How do Remittances Impact an Economy?
When an individual sends money earned in the United States to friends, relatives or business associates still living abroad, that money is taken out of the U.S. economy and injected into a foreign economy.
IMPACT TO THE U.S. ECONOMY
Rather than being used to purchase goods and services in the United States, the majority of remittance monies go directly into the pockets of foreign businesses. A smaller portion of remittance payments indirectly wind up in the coffers of foreign governments through duties imposed upon the cash transfer itself or taxes on the goods and services purchased with that cash.
The money sent abroad is typically disposable income (that would often be spent on small luxuries). These small luxuries are subject to sales taxes, restaurant taxes, excise taxes, resort taxes, etc., known as “consumption taxes” (taxes levied on money spent, rather than upon money earned). Most state and local governments rely on consumption taxes to provide the revenue necessary to maintain roads and fund important services such as fire and police protection. When immigrants remit portions of their income to other countries, it places more pressure on the local jurisdictions in the states where they reside to make up that lost revenue elsewhere. This often results in higher overall taxation rates.
Furthermore, local businesses suffer because those who send remittance payments abroad typically end up with less disposable income. Money sent to other countries means less money to spend on goods and services in the communities where foreign-born individuals live.
According to 2017 data gathered by the Census Bureau, the median annual income for a household headed by someone born in the United States is roughly $61,987.[6] On the other hand, households headed by someone born outside the United States earn approximately $57,273.[7] That may seem like a small difference. However, according to the Center for Immigration Studies, 63 percent of non-citizen households access welfare programs, compared to 35 percent of native households do.[8] That means immigrants are more likely to consume public services, but due to lower incomes, pay a smaller share of the costs for those services.

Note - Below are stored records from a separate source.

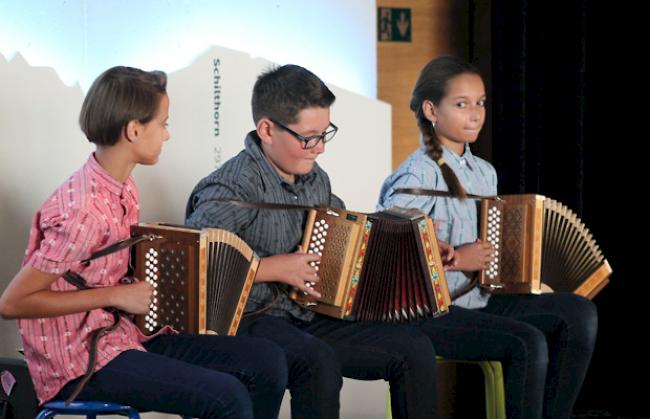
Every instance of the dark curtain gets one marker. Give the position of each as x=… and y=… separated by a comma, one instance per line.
x=556, y=130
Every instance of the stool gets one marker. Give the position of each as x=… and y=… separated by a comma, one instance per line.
x=495, y=399
x=90, y=409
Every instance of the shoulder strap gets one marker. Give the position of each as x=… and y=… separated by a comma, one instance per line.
x=434, y=192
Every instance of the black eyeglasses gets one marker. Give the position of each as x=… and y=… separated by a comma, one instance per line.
x=313, y=140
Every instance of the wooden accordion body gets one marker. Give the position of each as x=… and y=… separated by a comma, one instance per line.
x=540, y=246
x=201, y=278
x=382, y=267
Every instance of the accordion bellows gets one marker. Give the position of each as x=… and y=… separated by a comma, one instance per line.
x=378, y=267
x=201, y=278
x=540, y=246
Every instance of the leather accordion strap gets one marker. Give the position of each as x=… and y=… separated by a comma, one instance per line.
x=265, y=205
x=79, y=282
x=122, y=244
x=434, y=192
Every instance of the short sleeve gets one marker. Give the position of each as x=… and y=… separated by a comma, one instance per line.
x=60, y=239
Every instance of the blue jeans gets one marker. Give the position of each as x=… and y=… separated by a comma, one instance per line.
x=320, y=352
x=544, y=342
x=199, y=376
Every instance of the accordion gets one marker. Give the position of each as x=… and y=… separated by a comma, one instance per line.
x=201, y=278
x=378, y=267
x=539, y=245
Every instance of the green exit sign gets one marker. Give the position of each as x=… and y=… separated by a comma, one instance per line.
x=393, y=25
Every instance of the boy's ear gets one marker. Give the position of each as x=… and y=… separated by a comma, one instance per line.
x=131, y=131
x=263, y=129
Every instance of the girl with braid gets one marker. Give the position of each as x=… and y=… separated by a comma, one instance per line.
x=544, y=342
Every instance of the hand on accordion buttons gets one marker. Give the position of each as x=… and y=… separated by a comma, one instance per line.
x=295, y=269
x=473, y=256
x=133, y=298
x=448, y=255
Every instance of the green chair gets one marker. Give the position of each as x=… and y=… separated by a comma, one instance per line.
x=495, y=399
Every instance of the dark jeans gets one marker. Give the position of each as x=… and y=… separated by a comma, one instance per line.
x=321, y=351
x=544, y=341
x=199, y=376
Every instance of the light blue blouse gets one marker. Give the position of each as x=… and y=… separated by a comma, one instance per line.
x=457, y=219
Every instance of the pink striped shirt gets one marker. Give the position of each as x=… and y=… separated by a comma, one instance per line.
x=88, y=212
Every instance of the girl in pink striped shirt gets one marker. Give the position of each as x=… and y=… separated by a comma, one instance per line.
x=125, y=115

That problem is compounded by the fact that many immigrants send a significant percentage of their lower salaries abroad. According to the Center for Latin American Monetary Studies, Central American and South American immigrants send anywhere from 17 percent to 30 percent of their lower salaries abroad.[9]That income is removed from the U.S. economy. Therefore, it no longer generates any tax revenue that can be used to pay for public services.